Dalla Rassegna stampa

Con la primavera araba l'Occidente, scottato dall'11 settembre e dalle avventure militari in Afghanistan e Iraq, ha pensato che questa poteva essere l'occasione per una rivincita. Guardava con soddisfazione alle piazze di Tunisi, Cairo, Bengasi, Damasco.

Qui giovani idealisti si facevano massacrare in nome della libertà e della lotta a dittatori senescenti che in alcuni casi avevamo appoggiato fino all'ultimo respiro. Finalmente potevamo scegliere tra i musulmani buoni e quelli cattivi. Una pretesa che si è rivelata illusoria. Il potere non è andato ai giovani carbonari di internet e Facebook ma, come prevedibile, ai movimenti islamici.
L'Islam politico ha almeno tre volti. Quello di movimenti e partiti legati ai Fratelli Musulmani - associazione fondata dall'egiziano Hassan al Banna nel 1928, di stampo conservatore e tradizionalista - che grazie alla loro capacità di penetrazione sociale riscuotono larghi consensi popolari. I Fratelli Musulmani sono una sorta di multinazionale ideologica che va dall'Egitto al Maghreb, dalla Siria alla Palestina, alle monarchie del Golfo. Un'altra corrente, più radicale, è costituita dai salafiti, la cui interpretazione del Corano e della sharia, la legge islamica, propugna un ritorno alla purezza delle origini: per fare un esempio predica la distruzione delle tombe dei santi come è avvenuto a Timbuctù e in Libia.

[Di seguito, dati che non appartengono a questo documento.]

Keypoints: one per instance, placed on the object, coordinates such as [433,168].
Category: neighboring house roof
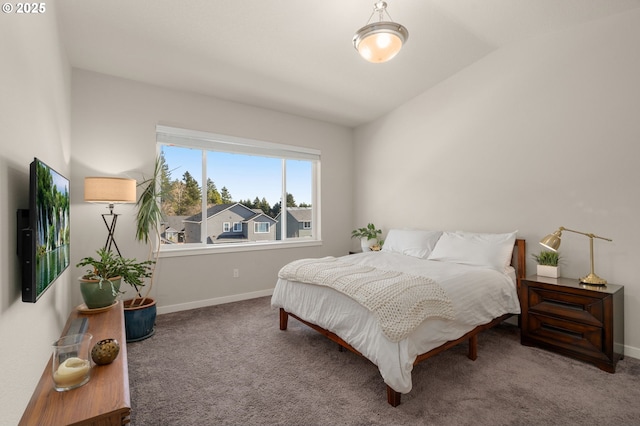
[251,214]
[257,214]
[175,222]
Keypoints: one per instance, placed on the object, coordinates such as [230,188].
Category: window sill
[202,249]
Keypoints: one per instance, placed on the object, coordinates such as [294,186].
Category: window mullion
[203,226]
[283,203]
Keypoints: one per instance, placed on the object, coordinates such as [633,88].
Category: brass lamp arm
[562,228]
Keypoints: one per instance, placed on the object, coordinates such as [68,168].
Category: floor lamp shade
[109,190]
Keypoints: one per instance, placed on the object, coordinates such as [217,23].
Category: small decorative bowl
[105,351]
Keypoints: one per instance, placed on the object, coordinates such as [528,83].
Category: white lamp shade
[109,190]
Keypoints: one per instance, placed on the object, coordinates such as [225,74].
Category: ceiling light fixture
[380,41]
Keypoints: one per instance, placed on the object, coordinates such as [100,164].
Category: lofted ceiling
[296,56]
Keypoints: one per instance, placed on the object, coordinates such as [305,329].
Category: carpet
[231,365]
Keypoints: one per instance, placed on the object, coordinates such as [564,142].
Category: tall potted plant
[100,285]
[140,312]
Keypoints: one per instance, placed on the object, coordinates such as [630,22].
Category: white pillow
[487,250]
[412,242]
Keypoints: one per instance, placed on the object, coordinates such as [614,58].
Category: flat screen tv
[43,231]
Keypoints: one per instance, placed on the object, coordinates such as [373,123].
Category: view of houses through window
[242,198]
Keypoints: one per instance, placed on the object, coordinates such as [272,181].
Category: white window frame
[206,141]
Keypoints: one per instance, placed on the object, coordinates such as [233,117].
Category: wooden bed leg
[473,347]
[393,397]
[284,319]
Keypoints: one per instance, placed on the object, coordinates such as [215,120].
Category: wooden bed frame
[393,397]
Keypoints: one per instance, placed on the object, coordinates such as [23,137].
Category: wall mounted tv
[43,231]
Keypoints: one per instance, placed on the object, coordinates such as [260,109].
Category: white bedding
[478,295]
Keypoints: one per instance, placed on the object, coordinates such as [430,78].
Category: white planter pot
[366,244]
[548,271]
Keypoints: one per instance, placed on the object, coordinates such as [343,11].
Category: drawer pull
[555,329]
[565,305]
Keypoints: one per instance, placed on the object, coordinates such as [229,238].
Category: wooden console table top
[104,400]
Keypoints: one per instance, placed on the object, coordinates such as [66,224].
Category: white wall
[535,136]
[113,133]
[34,122]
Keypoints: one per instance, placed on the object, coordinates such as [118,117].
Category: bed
[468,282]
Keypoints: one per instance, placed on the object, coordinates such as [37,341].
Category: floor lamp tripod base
[111,228]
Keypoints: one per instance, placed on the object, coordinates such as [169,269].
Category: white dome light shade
[380,41]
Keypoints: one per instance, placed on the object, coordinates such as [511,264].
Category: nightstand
[577,320]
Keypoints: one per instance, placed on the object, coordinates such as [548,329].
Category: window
[270,187]
[261,227]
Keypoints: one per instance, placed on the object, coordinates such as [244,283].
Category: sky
[244,176]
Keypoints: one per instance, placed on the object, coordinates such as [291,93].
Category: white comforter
[478,296]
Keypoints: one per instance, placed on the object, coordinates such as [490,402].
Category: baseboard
[631,352]
[212,302]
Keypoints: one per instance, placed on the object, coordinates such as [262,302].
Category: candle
[71,372]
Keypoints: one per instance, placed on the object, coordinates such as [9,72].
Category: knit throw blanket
[399,301]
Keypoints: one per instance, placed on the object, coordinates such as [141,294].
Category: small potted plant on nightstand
[368,236]
[548,264]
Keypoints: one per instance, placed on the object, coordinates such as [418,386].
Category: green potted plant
[547,263]
[140,312]
[100,285]
[368,236]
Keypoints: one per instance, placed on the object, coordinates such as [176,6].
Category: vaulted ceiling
[296,56]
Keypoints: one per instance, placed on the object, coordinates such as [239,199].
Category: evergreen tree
[225,195]
[264,206]
[213,196]
[290,201]
[193,195]
[275,210]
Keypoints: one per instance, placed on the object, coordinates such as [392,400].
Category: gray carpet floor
[231,365]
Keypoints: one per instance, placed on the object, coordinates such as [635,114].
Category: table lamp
[110,190]
[552,242]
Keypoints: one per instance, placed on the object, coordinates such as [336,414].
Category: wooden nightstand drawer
[580,321]
[584,309]
[569,335]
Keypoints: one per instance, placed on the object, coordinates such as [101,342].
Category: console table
[104,400]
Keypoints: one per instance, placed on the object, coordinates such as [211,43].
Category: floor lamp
[110,190]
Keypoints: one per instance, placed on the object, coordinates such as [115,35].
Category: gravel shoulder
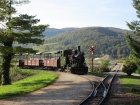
[68,89]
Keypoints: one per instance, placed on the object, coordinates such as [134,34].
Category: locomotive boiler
[71,58]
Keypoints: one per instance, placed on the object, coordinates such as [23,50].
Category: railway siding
[69,89]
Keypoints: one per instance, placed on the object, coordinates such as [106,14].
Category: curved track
[99,93]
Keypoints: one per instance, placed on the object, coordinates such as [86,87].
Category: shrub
[129,67]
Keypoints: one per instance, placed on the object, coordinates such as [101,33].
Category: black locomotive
[76,61]
[64,59]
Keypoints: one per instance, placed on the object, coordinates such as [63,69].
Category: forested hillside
[49,32]
[107,40]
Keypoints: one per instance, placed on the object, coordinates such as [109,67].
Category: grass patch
[97,73]
[29,84]
[129,82]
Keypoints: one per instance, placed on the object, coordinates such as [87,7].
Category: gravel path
[69,89]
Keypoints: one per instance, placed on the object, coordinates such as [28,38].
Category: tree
[134,40]
[21,29]
[129,67]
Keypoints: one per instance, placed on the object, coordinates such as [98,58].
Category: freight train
[71,58]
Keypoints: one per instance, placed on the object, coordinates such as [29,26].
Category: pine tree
[19,29]
[134,40]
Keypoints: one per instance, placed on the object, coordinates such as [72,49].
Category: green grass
[97,73]
[129,82]
[29,84]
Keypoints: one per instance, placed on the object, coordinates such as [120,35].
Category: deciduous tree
[19,29]
[134,40]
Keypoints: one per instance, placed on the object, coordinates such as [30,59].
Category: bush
[129,67]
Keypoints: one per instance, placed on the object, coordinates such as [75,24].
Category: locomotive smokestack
[79,49]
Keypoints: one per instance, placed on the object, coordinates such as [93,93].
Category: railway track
[100,92]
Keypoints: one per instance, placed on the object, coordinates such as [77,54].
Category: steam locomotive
[71,58]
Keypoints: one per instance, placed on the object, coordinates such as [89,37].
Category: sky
[81,13]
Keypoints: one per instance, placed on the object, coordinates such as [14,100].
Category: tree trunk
[5,77]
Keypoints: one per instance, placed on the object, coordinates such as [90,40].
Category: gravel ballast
[68,89]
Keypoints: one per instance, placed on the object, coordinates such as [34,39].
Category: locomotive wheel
[73,70]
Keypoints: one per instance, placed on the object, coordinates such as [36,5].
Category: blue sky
[81,13]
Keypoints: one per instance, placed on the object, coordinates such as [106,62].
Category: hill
[49,32]
[107,40]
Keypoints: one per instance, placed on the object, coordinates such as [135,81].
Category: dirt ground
[118,97]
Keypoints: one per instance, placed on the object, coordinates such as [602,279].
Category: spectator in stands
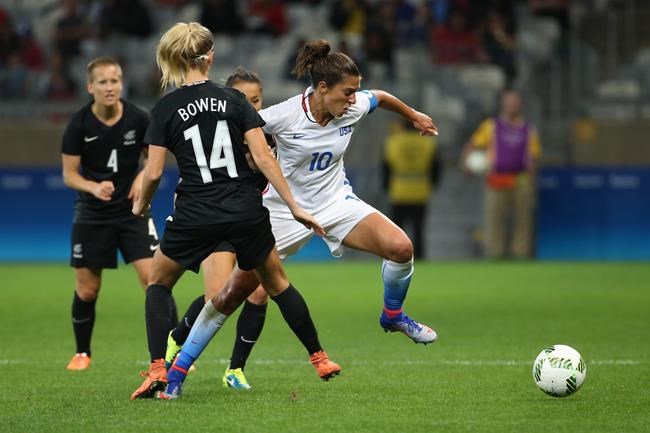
[379,38]
[348,17]
[455,43]
[30,50]
[126,17]
[8,37]
[411,170]
[500,44]
[221,17]
[267,16]
[56,84]
[13,77]
[71,30]
[513,148]
[408,28]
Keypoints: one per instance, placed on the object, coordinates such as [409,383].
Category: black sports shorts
[95,246]
[189,245]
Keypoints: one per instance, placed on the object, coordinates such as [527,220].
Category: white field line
[405,362]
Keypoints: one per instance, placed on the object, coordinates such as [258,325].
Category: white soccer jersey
[311,155]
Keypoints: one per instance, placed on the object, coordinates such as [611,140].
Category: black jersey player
[204,125]
[218,266]
[102,147]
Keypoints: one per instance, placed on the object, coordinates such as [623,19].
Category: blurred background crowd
[582,68]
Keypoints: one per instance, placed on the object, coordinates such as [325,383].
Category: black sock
[174,312]
[249,327]
[182,329]
[83,320]
[296,314]
[159,313]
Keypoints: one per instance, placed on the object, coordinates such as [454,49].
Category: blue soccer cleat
[417,332]
[234,378]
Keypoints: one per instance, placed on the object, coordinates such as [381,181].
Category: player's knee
[87,293]
[401,250]
[259,297]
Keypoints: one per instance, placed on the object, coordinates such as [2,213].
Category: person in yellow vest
[411,170]
[513,149]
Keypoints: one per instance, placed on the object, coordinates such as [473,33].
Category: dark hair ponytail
[317,62]
[242,74]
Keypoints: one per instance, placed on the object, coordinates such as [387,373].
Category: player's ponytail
[183,47]
[242,74]
[317,62]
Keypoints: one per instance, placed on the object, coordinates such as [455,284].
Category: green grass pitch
[492,320]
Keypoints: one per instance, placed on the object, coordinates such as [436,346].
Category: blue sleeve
[373,100]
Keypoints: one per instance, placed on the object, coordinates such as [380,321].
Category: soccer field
[492,320]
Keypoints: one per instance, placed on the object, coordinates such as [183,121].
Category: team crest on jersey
[129,137]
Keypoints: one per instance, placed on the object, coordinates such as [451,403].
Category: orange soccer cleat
[325,368]
[155,380]
[80,361]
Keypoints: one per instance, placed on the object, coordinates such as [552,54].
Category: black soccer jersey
[260,180]
[203,125]
[107,153]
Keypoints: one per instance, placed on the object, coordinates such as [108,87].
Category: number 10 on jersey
[220,145]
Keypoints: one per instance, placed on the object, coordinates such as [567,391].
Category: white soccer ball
[477,162]
[559,370]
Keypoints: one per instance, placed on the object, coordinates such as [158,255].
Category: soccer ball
[477,162]
[559,370]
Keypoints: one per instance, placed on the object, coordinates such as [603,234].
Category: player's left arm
[420,121]
[151,175]
[136,186]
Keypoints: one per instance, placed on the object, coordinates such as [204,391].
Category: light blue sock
[204,328]
[397,278]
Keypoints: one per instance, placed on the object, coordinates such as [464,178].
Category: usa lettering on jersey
[201,105]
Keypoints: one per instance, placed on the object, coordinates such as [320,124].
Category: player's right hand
[308,221]
[104,190]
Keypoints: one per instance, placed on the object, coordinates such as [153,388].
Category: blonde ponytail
[183,47]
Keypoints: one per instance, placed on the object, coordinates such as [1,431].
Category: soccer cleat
[171,392]
[417,332]
[80,361]
[325,368]
[234,378]
[155,380]
[173,349]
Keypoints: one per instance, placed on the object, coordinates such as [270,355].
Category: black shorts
[190,245]
[95,246]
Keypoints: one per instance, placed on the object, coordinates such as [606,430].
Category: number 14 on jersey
[221,145]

I salafiti possono trovarsi anche tra i Fratelli Musulmani e percepire la politica come lo strumento per instaurare uno stato islamico, oppure ingrossare i ranghi della guerriglia e del terrorismo.
Questi gruppi esistevano prima che Osama bin Laden fondasse Al Qaeda, un'operazione di marketing dell'estremismo e del terrore che con l'11 settembre ha venduto il suo franchising in tutto il mondo musulmano. In Afghanistan è quasi scomparsa ma sopravvive in Pakistan, nelle sue branche del Maghreb, dello Yemen e trova affiliazioni nei gruppi jihadisti africani e mediorientali. In questi ultimi 25 anni ho avuto a che fare, anche direttamente, con dozzine di organizzazioni intestate alla Jihad, alla guerra santa, o agli Ansar, i compagni del Profeta, i partigiani dell'islam. Alcuni di questi marchi sfioriscono dopo una breve stagione, altri resistono, si trasformano e quando qui in Occidente sappiamo poco o nulla degli eventi sfoderiamo il brand di Al Qaeda. Ma i qaidisti sono più astuti di noi, se è vero che Mohammed al Zawahiri, fratello di Ayman, successore di Bin Laden, l'altro giorno stava in piazza Tahrir a protestare davanti all'ambasciata americana.

Faceva notare qualche giorno fa Ala Al Aswani, autore di Palazzo Yacoubian, a lungo in Egitto il secondo libro più venduto dopo il Corano: «Il presidente Morsi continua a rilasciare i detenuti che appartengono come lui ai movimenti dell'Islam politico e allo stesso tempo non vuole usare il suo potere di grazia per rilasciare gli attivisti civili, processati dai militari, perché non sono islamisti».